Герсен прошелся по въездной аллее, поднялся по широким ступеням из полированного темно-красного порфира, пересек широкий портик и приблизился к ряду бронзовых дверей со стеклянными панелями — одна из дверей была открыта настежь.
Герсен зашел внутрь и оказался в длинном центральном зале, ориентированном с востока на запад. В дальнем конце почти горизонтальные лучи заходящей звезды ван Каата проникали через другую вереницу стеклянных дверей. С обеих сторон на стенах висели, несколькими рядами, застекленные групповые фотографии выпускников разных классов, словно удалявшиеся в перспективу далекого прошлого.
Герсен стоял, прислушиваясь.

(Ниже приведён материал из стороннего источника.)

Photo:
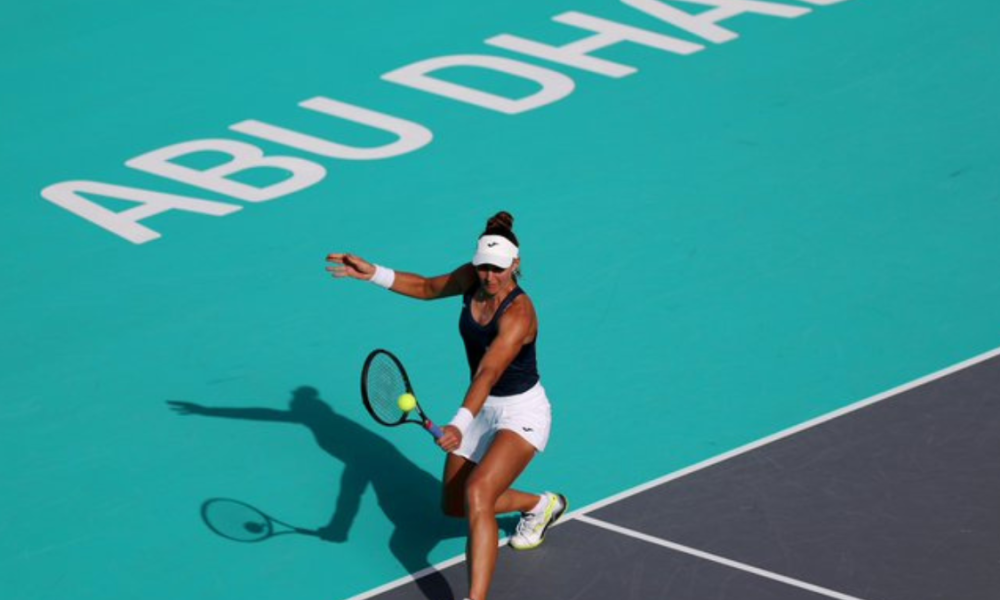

Тишину нарушал только отголосок какой-то музыки, становившийся то чуть громче, то тише, и время от времени неожиданно обрывавшийся. Рядом была открытая дверь. Заглянув в соседнее помещение, Герсен увидел высокого человека с узким лицом и копной седых волос, а также двух девочек, игравших на флажолетах в такт величественным движениям длинных рук седого дирижера.
Герсен отошел от двери и стал рассматривать школьные фотографии. Снимки были датированы; первой фотографии было уже тридцать два года. Каждая следующая была на год младше. Герсен остановился напротив фотографии, изображавшей выпускников, закончивших школу двадцать пять лет тому назад — прямо на него смотрели юные лица; одни гордо выпячивали подбородки, другие смущенно ухмылялись, многие просто соскучились и угрюмо уставились в объектив... Послышались голоса и шаги. Из музыкального класса вышли две ученицы, а за ними их преподаватель. Учитель музыки остановился, с подозрением глядя на Герсена. Две девочки ограничились ничего не выражающими взглядами и ушли. Преподаватель произнес жестким, педантичным тоном: «Сударь, школа закрыта для посетителей. Я ухожу, и мне нужно закрыть двери. Вынужден попросить вас удалиться».
«Я ожидал возможности поговорить с вами. У вас найдется свободная минута?»
«Поговорить? О чем?»
Герсену только что пришла в голову идея, приходилось импровизировать: «Вы — профессор музыки в этой школе?»
«Да, я — профессор Кутт. Я даю уроки. Из маленьких неучей и лодырей я создаю величественный оркестр. За стенами лицея я — магистр музыки Вальдемар Кутт, дирижер оркестра Большого Салона». Вальдемар Кутт смерил Герсена с головы до ног цепким взглядом, за многие годы приучившимся подмечать малейшие ошибки детей, не соблюдавших надлежащую аппликатуру при игре на фортепиано, лютне, арфе, флажолете и лильтафоне: «А вас как зовут, уважаемый инопланетянин?»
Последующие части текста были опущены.